#29585 closed defect (fixed)
Remove DESTDIR staging for Python packages to eliminate race conditions during Python package installations
Reported by: | mkoeppe | Owned by: | |
---|---|---|---|
Priority: | critical | Milestone: | sage-9.4 |
Component: | build | Keywords: | sd111 |
Cc: | jhpalmieri, dimpase, embray, gh-kliem | Merged in: | |
Authors: | Matthias Koeppe | Reviewers: | John Palmieri |
Report Upstream: | N/A | Work issues: | |
Branch: | c3eeb69 (Commits, GitHub, GitLab) | Commit: | |
Dependencies: | Stopgaps: |
Description (last modified by )
Follow-up from #26018:
Declaring some Python packages as PYTHON_TOOLCHAIN helped somewhat, but there are more race conditions with the same failure mechanism: Some Python package byte-compiles modules from a half-installed package, and then finishing the installation of that fails.

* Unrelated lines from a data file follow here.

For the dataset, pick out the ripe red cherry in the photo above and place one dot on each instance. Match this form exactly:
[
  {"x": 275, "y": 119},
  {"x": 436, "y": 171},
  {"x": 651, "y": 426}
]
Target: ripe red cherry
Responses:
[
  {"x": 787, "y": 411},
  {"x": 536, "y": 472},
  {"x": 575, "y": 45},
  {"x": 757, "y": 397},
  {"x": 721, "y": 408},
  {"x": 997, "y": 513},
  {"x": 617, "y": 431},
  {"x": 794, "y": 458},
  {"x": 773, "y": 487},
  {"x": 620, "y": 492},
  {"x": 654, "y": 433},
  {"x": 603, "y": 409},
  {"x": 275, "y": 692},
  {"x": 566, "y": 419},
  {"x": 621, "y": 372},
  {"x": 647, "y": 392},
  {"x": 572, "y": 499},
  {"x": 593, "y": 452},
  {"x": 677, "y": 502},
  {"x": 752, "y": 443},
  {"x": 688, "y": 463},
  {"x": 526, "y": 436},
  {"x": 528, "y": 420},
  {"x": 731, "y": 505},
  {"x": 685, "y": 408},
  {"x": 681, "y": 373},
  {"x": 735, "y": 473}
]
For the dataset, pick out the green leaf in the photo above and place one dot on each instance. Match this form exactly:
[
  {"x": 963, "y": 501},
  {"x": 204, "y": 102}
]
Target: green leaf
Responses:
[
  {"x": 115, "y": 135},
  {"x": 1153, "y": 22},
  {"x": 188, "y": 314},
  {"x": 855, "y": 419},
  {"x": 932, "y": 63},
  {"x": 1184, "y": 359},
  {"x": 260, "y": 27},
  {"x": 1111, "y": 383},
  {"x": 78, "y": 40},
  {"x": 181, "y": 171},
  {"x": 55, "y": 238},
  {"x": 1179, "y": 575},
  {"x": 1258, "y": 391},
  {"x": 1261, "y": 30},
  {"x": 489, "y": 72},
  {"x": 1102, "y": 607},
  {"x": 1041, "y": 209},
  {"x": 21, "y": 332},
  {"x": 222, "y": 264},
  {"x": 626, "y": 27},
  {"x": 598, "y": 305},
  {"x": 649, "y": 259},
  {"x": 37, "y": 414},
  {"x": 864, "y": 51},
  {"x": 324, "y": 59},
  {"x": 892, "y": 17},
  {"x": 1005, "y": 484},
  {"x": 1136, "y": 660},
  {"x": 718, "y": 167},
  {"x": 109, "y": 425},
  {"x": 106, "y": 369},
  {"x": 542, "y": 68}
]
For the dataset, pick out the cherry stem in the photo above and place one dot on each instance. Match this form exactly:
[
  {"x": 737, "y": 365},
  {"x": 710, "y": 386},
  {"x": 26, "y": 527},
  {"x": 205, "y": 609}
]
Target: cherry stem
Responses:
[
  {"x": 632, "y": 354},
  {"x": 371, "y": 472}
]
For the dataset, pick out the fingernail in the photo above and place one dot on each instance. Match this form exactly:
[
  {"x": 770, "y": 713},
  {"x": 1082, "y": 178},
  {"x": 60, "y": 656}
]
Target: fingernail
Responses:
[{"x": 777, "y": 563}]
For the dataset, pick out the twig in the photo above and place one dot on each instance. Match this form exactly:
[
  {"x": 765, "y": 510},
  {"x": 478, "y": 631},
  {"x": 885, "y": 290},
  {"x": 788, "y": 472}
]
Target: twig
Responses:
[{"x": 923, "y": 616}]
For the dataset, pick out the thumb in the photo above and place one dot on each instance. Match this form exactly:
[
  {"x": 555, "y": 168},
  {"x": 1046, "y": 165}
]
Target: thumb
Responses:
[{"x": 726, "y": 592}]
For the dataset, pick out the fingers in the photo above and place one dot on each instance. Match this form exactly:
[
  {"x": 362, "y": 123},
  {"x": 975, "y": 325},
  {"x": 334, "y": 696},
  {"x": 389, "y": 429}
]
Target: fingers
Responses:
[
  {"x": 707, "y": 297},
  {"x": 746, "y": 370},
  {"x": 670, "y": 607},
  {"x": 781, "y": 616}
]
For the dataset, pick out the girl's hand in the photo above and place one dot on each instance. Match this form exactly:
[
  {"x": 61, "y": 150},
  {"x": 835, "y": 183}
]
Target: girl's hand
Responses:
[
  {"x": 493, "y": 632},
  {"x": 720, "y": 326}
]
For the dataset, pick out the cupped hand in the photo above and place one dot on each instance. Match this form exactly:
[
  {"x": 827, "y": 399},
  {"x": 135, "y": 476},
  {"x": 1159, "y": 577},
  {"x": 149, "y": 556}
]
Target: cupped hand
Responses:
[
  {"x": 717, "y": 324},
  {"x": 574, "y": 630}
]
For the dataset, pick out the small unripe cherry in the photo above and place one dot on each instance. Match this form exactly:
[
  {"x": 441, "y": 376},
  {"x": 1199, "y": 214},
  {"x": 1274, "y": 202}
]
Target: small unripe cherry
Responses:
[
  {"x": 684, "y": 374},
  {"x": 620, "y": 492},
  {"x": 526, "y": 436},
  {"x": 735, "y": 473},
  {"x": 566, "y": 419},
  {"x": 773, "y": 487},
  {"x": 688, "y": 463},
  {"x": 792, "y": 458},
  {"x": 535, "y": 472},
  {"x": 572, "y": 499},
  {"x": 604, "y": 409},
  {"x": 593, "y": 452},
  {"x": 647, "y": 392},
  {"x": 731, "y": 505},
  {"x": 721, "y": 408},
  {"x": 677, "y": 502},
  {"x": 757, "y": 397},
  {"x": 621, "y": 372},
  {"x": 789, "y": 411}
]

Of course, the high parallelization in my automatic runs on GitHub provoke these kinds of errors. But this should be fixed nevertheless.
See https://github.com/mkoeppe/sage/runs/618645992
[backports_shutil_get_terminal_size-1.0.0.p1] cp: cannot create regular file '/sage/local/./lib/python2.7/site-packages/backports/__init__.py': File exists [backports_shutil_get_terminal_size-1.0.0.p1] ************************************************************************ [backports_shutil_get_terminal_size-1.0.0.p1] Error copying files for backports_shutil_get_terminal_size-1.0.0.p1. [backports_shutil_get_terminal_size-1.0.0.p1] ************************************************************************ [backports_ssl_match_hostname-3.5.0.1.p0] error installing, exit status 1. End of log file: [backports_shutil_get_terminal_size-1.0.0.p1] Full log file: /sage/logs/pkgs/backports_shutil_get_terminal_size-1.0.0.p1.log [backports_ssl_match_hostname-3.5.0.1.p0] Copying package files from temporary location /sage/local/var/tmp/sage/build/backports_ssl_match_hostname-3.5.0.1.p0/inst to /sage/local [backports_ssl_match_hostname-3.5.0.1.p0] cp: cannot create regular file '/sage/local/./lib/python2.7/site-packages/backports/__init__.pyc': File exists [backports_ssl_match_hostname-3.5.0.1.p0] ************************************************************************ [backports_ssl_match_hostname-3.5.0.1.p0] Error copying files for backports_ssl_match_hostname-3.5.0.1.p0. [backports_ssl_match_hostname-3.5.0.1.p0] ************************************************************************ [backports_ssl_match_hostname-3.5.0.1.p0] Full log file: /sage/logs/pkgs/backports_ssl_match_hostname-3.5.0.1.p0.log
Another occurrence on Cygwin: https://github.com/mkoeppe/sage/runs/638920131?check_suite_focus=true
Another occurrence: #30831
A new one thanks to recent pip
's opportunistic use of tornado
:
[tornado-6.0.4] real 0m11.342s [tornado-6.0.4] user 0m2.041s [tornado-6.0.4] sys 0m0.380s [tornado-6.0.4] Copying package files from temporary location /sage/local/var/tmp/sage/build/tornado-6.0.4/inst to /sage/local [tornado-6.0.4] cp: cannot create directory '/sage/local/./lib/python3.9/site-packages/tornado/__pycache__': File exists [tornado-6.0.4] ************************************************************************
https://github.com/sagemath/sage/runs/2879682001
In this ticket, we remove the DESTDIR
staging for Python packages. It has been redundant since we moved to installing packages via wheels.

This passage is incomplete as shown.